Presumably most people buying $500+ video card are doing it for reasons other than "New! Shiny!", they want some benefit.
I wouldn't bet too hard on that. I've spent quite some time on these forums trying to convince people that replacing their 1080 with a 1080Ti while they're still on a 1080p60 panel is idiotic. Believe me, not everyone knows their own good.
The 4K, Eyefinity, lower 1440 res at high fps, and "maybe" the 3440 X 1440 at 60Hz (for sure at 100+Hz) folks are the only people that "need" more than 1070 level performance from what I've seen. (and maybe more than 1080)
That's arguable. See above. Also, you're mostly arguing against yourself at this point. I was the one pointing out that today's GPUs have sufficient performance for the vast majority of users, no?
You can say AMD doesn't need to compete with NV at the 1080Ti and up level, but I think that is a dangerous path for them to go down. When you become
known as the "middling performance, good price" vendor in the gaming world it's about time to look for other markets. Even to be the fastest at half the games for less money serves AMD best in my opinion.

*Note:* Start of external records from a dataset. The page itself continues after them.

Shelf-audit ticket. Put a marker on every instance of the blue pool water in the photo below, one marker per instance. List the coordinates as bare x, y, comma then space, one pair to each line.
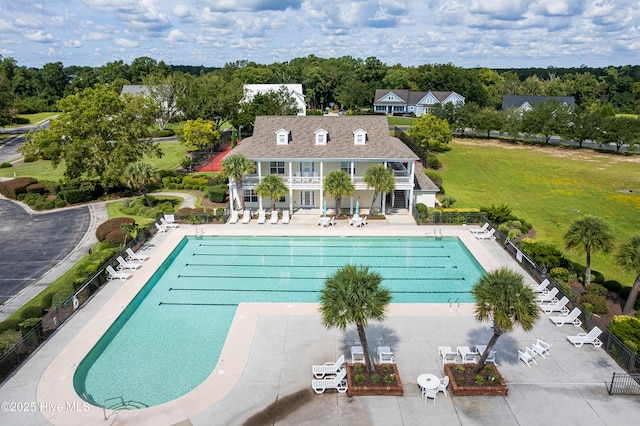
168, 340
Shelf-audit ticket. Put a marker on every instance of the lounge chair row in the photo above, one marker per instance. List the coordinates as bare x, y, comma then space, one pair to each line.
330, 375
262, 217
466, 355
132, 263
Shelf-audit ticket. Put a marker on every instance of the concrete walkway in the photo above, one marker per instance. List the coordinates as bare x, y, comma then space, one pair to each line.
270, 348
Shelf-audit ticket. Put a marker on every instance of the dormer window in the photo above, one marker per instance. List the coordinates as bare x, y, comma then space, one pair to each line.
321, 137
282, 137
359, 137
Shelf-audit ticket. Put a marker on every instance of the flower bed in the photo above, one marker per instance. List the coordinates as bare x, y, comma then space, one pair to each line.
384, 380
464, 382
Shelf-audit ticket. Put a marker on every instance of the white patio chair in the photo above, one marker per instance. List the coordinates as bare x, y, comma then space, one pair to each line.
447, 354
528, 357
541, 348
590, 338
572, 318
559, 306
385, 356
320, 371
339, 383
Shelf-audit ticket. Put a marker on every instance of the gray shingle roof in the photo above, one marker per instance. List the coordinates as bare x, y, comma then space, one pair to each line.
380, 145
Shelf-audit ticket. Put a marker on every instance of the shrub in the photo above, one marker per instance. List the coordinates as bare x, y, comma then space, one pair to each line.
46, 300
62, 296
9, 324
9, 339
116, 238
31, 312
433, 162
110, 225
612, 285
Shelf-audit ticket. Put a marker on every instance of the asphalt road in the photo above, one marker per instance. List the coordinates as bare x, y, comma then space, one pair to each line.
32, 244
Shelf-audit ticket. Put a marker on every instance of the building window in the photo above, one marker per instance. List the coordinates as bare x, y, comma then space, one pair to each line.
250, 196
345, 166
276, 167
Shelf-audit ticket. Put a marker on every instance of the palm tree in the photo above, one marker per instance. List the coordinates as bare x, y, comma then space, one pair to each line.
354, 295
235, 167
273, 187
503, 298
338, 184
628, 258
138, 176
589, 234
380, 179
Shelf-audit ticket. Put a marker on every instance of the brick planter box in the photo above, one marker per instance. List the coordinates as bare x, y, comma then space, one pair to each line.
380, 389
498, 389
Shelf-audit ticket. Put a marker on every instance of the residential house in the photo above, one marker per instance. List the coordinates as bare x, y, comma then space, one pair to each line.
304, 150
401, 102
295, 90
525, 103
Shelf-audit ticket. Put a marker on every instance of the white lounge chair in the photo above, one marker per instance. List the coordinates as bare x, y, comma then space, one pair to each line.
246, 216
164, 222
572, 318
542, 287
123, 264
479, 229
528, 357
444, 382
262, 217
274, 217
588, 338
541, 348
319, 371
385, 356
233, 218
430, 393
448, 356
547, 298
357, 355
488, 235
131, 255
339, 383
117, 275
468, 356
559, 306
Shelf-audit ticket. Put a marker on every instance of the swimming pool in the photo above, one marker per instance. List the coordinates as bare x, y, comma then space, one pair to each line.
168, 340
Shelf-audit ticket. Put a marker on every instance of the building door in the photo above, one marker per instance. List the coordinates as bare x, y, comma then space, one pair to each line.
307, 199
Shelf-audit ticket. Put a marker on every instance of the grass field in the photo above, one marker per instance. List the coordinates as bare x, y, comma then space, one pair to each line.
43, 170
549, 188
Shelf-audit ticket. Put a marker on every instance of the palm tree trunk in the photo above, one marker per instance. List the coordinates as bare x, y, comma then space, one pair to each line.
497, 332
633, 295
365, 346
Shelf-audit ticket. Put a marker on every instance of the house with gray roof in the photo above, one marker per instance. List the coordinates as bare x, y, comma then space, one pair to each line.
304, 150
403, 101
525, 103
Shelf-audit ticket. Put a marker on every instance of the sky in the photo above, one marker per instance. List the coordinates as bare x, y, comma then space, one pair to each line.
466, 33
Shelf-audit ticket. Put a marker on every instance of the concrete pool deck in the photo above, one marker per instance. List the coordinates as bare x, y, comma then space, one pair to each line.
270, 348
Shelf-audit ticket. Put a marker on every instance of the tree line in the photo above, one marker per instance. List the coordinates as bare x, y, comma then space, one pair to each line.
345, 81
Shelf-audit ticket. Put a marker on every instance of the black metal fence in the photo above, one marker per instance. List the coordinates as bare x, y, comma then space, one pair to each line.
624, 384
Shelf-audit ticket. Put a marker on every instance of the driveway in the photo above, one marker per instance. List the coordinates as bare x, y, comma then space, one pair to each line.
33, 243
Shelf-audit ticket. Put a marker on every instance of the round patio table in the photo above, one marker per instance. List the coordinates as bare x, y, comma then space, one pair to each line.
428, 381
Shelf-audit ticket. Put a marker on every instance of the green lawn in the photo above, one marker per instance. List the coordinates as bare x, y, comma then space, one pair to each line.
42, 170
545, 186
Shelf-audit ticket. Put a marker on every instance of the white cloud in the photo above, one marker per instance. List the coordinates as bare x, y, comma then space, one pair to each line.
124, 42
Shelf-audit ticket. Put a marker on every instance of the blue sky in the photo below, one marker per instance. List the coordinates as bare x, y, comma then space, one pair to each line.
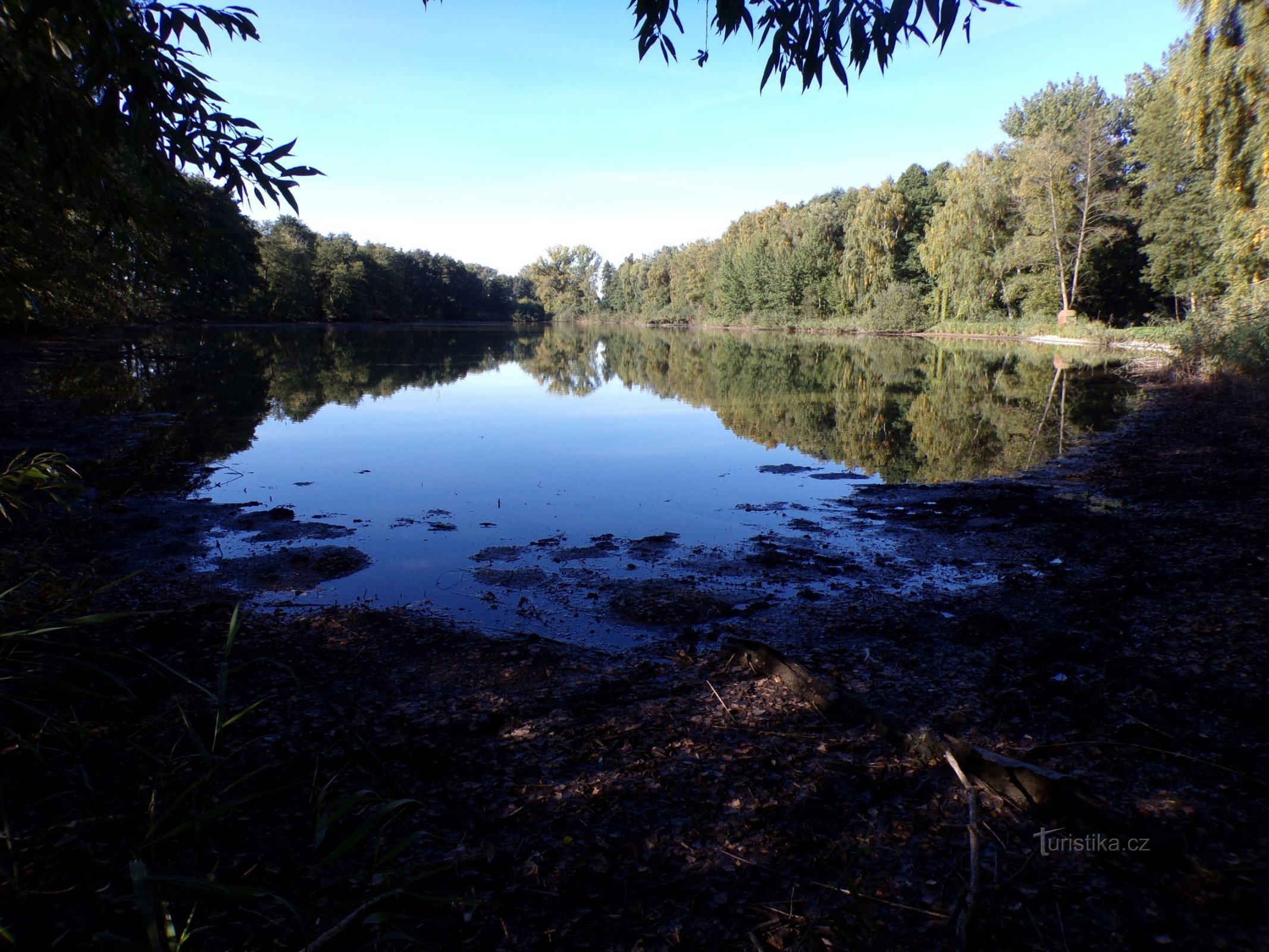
491, 129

Now you're just building a straw man to argue against. I never said AMD doesn't need to compete with Nvidia at the 1080Ti level or above. Don't be daft. Now please stop insulting me and the others reading this. What I said was that "competing" at the 1080Ti level or above with a dual GPU card in 2017 is suicide. AMD already has a reputation for being the hot-running, buggy, problematic, OC-less, in-need-of-an-AIO GPU brand. A dual GPU flagship card would just cement that reputation, and would hurt AMD far more than a high-end Vega chip that is "just" competitive with the 1080Ti. "Competing" with a dual GPU card is not competing at all, but rather a clear-cut admittance that they
can't compete at the high end. It would be the equivalent to Raja Koduri going on stage at the Volta consumer launch and telling Jensen Huang "you know what, you've beat us. Fair and square." Now, something tells me this wouldn't play out well for AMD.